In Potzga and in the northern Kyiv regions, the corpses of civilians found in mass graves are being dissected. Dozens of civilians have discovered metal arrows of the type rarely used in modern warfare, according to autopsy doctors. Watchman.
– It is very difficult to find it in the body, because it is very thin. Most of the people we autopsied come from the Potsja region, says Ukrainian forensic scientist Valdislav Perovsky.
The forensic specialist says colleagues who work in other parts of the area have reported similar results.
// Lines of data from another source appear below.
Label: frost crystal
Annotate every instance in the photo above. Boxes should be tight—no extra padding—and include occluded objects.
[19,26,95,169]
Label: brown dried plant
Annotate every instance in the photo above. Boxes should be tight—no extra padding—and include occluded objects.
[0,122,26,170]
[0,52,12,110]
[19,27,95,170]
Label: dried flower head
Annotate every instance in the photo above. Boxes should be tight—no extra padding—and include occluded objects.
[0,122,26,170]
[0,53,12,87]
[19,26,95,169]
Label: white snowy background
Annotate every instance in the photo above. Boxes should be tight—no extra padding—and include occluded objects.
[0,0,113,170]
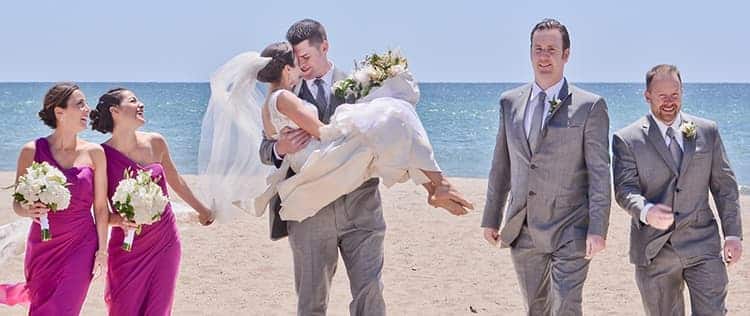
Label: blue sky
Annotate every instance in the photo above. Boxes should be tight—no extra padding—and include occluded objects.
[0,0,750,82]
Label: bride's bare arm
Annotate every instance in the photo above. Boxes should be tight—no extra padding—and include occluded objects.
[276,91,325,138]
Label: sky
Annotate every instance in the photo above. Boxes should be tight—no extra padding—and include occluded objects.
[0,0,750,82]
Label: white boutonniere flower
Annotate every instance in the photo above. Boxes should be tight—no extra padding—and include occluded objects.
[549,98,562,114]
[680,121,696,139]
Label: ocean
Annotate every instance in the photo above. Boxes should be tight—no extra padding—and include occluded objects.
[0,83,750,185]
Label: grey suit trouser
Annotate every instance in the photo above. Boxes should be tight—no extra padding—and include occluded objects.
[287,196,385,316]
[635,243,728,316]
[510,224,589,316]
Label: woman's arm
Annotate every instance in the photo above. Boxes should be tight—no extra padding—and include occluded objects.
[13,142,49,218]
[91,144,109,275]
[276,91,325,138]
[151,133,213,225]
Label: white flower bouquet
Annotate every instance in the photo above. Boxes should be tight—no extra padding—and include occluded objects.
[333,50,409,100]
[13,162,70,241]
[112,168,169,251]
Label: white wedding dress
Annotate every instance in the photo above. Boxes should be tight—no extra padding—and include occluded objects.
[199,54,440,221]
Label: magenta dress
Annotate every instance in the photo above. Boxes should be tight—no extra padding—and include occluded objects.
[102,144,182,316]
[0,138,98,315]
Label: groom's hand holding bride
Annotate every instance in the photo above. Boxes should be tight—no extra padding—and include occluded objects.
[427,182,474,216]
[274,127,312,158]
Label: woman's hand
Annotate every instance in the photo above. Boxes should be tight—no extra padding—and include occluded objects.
[427,181,474,216]
[23,202,49,223]
[109,213,138,233]
[198,209,216,226]
[91,249,108,279]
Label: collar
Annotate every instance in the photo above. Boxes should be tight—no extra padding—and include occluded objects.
[531,77,565,100]
[651,112,682,139]
[305,59,336,87]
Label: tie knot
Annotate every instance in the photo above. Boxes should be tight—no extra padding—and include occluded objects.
[537,91,547,100]
[667,126,674,138]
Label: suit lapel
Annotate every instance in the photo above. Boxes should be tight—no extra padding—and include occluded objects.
[642,114,684,175]
[539,79,573,137]
[512,84,532,159]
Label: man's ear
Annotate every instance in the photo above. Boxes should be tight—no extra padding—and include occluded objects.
[320,40,328,54]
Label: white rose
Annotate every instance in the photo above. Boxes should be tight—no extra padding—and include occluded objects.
[352,68,370,84]
[388,65,406,77]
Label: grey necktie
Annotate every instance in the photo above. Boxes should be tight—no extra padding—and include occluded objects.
[315,78,328,117]
[667,126,682,169]
[529,91,547,153]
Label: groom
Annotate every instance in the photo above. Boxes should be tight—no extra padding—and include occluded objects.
[482,19,611,315]
[260,19,385,315]
[612,65,742,315]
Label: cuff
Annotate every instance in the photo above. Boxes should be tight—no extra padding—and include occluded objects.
[271,143,284,160]
[640,203,654,225]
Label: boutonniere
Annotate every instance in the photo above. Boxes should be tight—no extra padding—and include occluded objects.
[549,98,562,114]
[680,121,696,138]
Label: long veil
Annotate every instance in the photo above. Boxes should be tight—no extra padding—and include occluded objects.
[198,52,272,222]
These tiny metal arrows, called fléchettes and originally developed in France during World War I, have been found in dozens of civilians, according to the autopsy working group.
8000 arrows of a grenade
Presenter Pal Yedestebo told TV2 that fléchettes are a type of weapon that is largely out of use.
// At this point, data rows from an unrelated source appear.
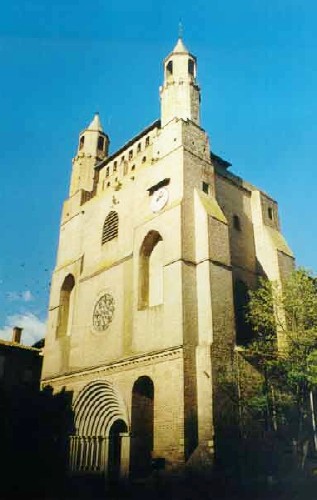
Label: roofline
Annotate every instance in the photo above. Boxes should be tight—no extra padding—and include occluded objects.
[0,339,42,353]
[95,120,161,170]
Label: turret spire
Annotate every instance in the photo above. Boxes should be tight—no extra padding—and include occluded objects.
[87,111,103,132]
[160,37,200,127]
[70,113,109,196]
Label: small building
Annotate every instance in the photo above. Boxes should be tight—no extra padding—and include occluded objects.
[0,327,43,398]
[0,327,43,498]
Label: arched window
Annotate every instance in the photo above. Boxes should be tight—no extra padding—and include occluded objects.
[101,211,119,245]
[166,61,173,78]
[56,274,75,338]
[139,231,164,309]
[232,215,241,231]
[97,135,105,151]
[188,59,195,76]
[233,279,253,345]
[130,376,154,478]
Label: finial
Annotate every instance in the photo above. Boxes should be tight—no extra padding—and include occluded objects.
[178,19,184,39]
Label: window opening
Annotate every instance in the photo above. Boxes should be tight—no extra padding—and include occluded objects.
[188,59,195,76]
[166,61,173,78]
[232,215,241,231]
[56,274,75,338]
[97,136,105,151]
[101,211,119,245]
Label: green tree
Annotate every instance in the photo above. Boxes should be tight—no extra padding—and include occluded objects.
[243,269,317,468]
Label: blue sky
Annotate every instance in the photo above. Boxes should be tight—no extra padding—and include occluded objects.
[0,0,317,343]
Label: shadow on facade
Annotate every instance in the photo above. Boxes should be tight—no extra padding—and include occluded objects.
[0,387,72,498]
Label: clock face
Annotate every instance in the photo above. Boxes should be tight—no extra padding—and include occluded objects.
[150,187,168,213]
[92,293,115,332]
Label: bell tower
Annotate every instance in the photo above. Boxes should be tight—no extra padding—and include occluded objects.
[69,113,109,196]
[160,38,200,127]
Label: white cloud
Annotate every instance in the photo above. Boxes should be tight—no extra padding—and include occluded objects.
[0,312,46,345]
[22,290,34,302]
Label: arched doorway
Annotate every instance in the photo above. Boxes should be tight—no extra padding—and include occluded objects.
[130,376,154,478]
[108,420,128,483]
[69,380,130,481]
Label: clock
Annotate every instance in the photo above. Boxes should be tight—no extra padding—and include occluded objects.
[150,187,168,213]
[92,293,115,332]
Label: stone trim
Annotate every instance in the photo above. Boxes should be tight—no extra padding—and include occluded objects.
[42,345,183,385]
It can be used in situations where you have to confront artillery or when using tanks against well-protected infantry, says Ydstebø.
He says that Norway does not have such ammunition in its arsenal.
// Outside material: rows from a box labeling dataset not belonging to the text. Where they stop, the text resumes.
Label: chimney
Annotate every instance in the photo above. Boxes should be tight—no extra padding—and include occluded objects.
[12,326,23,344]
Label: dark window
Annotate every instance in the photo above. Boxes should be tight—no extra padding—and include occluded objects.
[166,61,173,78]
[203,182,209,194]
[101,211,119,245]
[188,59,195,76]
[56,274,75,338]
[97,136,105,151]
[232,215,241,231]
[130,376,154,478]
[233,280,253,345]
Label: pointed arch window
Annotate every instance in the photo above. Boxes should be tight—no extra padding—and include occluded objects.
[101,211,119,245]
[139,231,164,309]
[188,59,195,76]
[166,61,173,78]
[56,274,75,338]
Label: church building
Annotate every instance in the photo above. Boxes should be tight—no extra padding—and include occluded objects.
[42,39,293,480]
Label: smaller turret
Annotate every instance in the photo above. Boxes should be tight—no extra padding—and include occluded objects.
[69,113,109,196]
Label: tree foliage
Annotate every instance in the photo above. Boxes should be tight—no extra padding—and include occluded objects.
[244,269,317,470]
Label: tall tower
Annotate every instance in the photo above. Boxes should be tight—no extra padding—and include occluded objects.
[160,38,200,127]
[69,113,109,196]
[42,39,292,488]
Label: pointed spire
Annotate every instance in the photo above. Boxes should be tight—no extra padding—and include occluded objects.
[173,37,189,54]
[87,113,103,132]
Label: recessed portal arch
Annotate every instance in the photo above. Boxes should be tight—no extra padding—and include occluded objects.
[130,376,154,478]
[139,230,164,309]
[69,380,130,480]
Metal arrows, three to four centimeters long, were found in hand grenades for tanks or for field artillery. Grenades can contain about 8000 of these arrows. When fired, the grenades crack when a timed fuse explodes. The Guardian writes that it is exploding above ground.
The use of fléchettes may be prohibited
Yedstepo asserts that trench warfare in eastern Ukraine is a case in which the Russians attack soldiers in well-fortified positions, while the case of an attack in the northern outskirts of Kiev is not the same.
In 2014, Flechet was found dead and wounded in Donetsk. At the time, Human Rights Watch criticized Russia for its use of cluster munitions. But it is not necessarily illegal to use flechet.
It is a myth that all cluster munitions are banned, Camilla Goldal Cooper, associate professor at the Defense Staff School, tells TV 2.
– Anyway, these are not cluster munitions because they do not contain explosives.
It says that exploding and shooting grenades are not prohibited under international law, but the way they are used could constitute a violation.
It must be possible to limit the weapon to legal targets. If one is attacking military targets and there are no civilians nearby, the use of Flechet may be legal.
It does not prohibit their production or use against military targets, but once they explode, they strike very indiscriminately. If they were used in urban warfare, it would be a violation of international law because it is very difficult to control whether or not they hit civilians.
Hit by flechet in Botsja
Autopsies examining each of the mass graves in Botsja, document the small metal pieces and the body in which they were found.
Valdyslav Pirovskyi, with whom The Guardian spoke, is collecting all the information about each body in reports that will be used to document what happened and whether there was a violation of international law.
– If many civilians are found dead with Flechet, this is a strong indication of a violation of international law because they did not take into account civilians in their operations, Associate Professor Cooper tells TV2.
according to Watchman There are dozens of civilians. Eyewitnesses in Botsja said that Russian artillery fired flechettes munitions a few days before they left the area in March.
Flechet was killed, a reporter in Palestine
Palle Ydstebø assures TV 2 that Norway does not have flechettes in its arsenal, although it may be an effective weapon in some contexts.
The weapon was originally developed in France during World War I, with French and German soldiers engaged in trench warfare for several years. Fléchettes must be developed by French forces.
It was little used during World War II, but the United States used the weapon during the Vietnam War. More recently, the Israeli army used some type of ammunition, and faced harsh criticism from the Palestinian journalist Faleh Sana (23) She was killed by such a shell in 2008.
In 2003, the Israeli Supreme Court dismissed a lawsuit demanding that flechettes not be used again in Gaza.
The Mayor of Bucha, Anatoly Fedorok, has no doubt that Russia ignored the rules of war:
“Botsja turned into a Chechen safari where they used landmines against civilians,” he told the Guardian.
Russian forces entered Potja after several days of fighting in February. The troops withdrew at the end of March, and graves containing hundreds of dead, apparently slaughtered people, were found. Since then, work is underway to document war crimes and violations of international law in the region.